Sales substitution lessons from my Dad

Some of you may recognise that my surname is Maltese. My father grew up in Malta during the second world war. It was only after his passing in 2001 that I learned how he and his younger brother would leave air raid shelters to bring more food and water to his family. They weren't even teenagers. At the end of the war, my father was apprenticed to an uncle as a carpenter and it was with this skill and background that he emigrated to Australia as a nineteen year old.

Of key importance here was that my father learned to be inventive and could build anything from wood. He eventually became a troubleshooter for the state roads department in fixing bridges.

Before he retired he bought and renovated a beach house so he could indulge in his passion for fishing. Fishing seems to be a birthright for anyone with a Maltese heritage. Dad was never one to spend money on material items if he could build it himself, unless there was sufficient gap in the functionality that he desired but could not achieve.

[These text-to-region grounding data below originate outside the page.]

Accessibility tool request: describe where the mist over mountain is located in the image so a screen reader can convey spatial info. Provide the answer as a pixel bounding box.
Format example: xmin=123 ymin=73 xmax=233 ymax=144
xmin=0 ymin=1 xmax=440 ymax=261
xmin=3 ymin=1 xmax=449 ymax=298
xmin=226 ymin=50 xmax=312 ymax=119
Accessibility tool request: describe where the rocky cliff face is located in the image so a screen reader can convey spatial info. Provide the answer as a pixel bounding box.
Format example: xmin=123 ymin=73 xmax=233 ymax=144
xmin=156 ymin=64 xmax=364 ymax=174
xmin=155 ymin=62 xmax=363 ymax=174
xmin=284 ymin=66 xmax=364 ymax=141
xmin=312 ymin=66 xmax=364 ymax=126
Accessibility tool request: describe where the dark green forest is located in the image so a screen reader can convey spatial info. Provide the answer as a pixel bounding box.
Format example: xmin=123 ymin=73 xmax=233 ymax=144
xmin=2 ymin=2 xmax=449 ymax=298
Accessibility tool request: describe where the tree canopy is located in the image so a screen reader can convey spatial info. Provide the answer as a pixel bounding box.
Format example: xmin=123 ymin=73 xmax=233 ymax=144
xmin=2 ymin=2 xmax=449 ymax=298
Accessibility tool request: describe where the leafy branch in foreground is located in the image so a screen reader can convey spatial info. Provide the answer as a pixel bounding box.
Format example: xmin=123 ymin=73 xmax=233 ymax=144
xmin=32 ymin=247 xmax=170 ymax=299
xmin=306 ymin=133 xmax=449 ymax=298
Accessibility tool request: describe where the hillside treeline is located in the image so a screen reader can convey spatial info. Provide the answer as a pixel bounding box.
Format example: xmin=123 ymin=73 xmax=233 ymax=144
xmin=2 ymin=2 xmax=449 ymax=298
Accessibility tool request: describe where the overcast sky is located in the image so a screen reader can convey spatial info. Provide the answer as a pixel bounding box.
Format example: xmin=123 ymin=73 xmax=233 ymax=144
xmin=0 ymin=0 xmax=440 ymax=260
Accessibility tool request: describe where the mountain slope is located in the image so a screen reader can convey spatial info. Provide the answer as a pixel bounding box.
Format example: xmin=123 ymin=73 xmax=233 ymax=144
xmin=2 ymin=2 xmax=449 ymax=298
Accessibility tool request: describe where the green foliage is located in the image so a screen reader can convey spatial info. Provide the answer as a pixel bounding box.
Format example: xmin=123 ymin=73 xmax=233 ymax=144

Two examples come to mind:
1. He was happy to spend money on a fiberglass fishing boat and fit it out with an endless array of paraphernalia  because he could not easily replicate the strength, lightness and maneuverability that he needed to get through the rip into the open sea. Spending this money helped him achieve his goals.

2. Dad loved to sit back after dinner and watch some television. Because it was a beach house he did not spend where it wasn't warranted. His problem was that the old push button television did not have remote control. Rather than spend hundreds, or thousands, of dollars on a new TV which would have given him more functionality including a remote control, Dad took a long piece of timber dowel (otherwise known as a stick) and shaped the end of the stick to fit the buttons on the TV. So he substituted a completely different product that fully complied with his required functionality at a fraction of the cost. Fights over the remote control took on a completely different aspect.

Often there is a danger when we sell specific products and services that we become focused on the benefits and features of "our" products. We do this in order to line up against a competing product and overcome objections by differentiating our product from a competitor's product. When we do this we forget to focus on the customer's goals.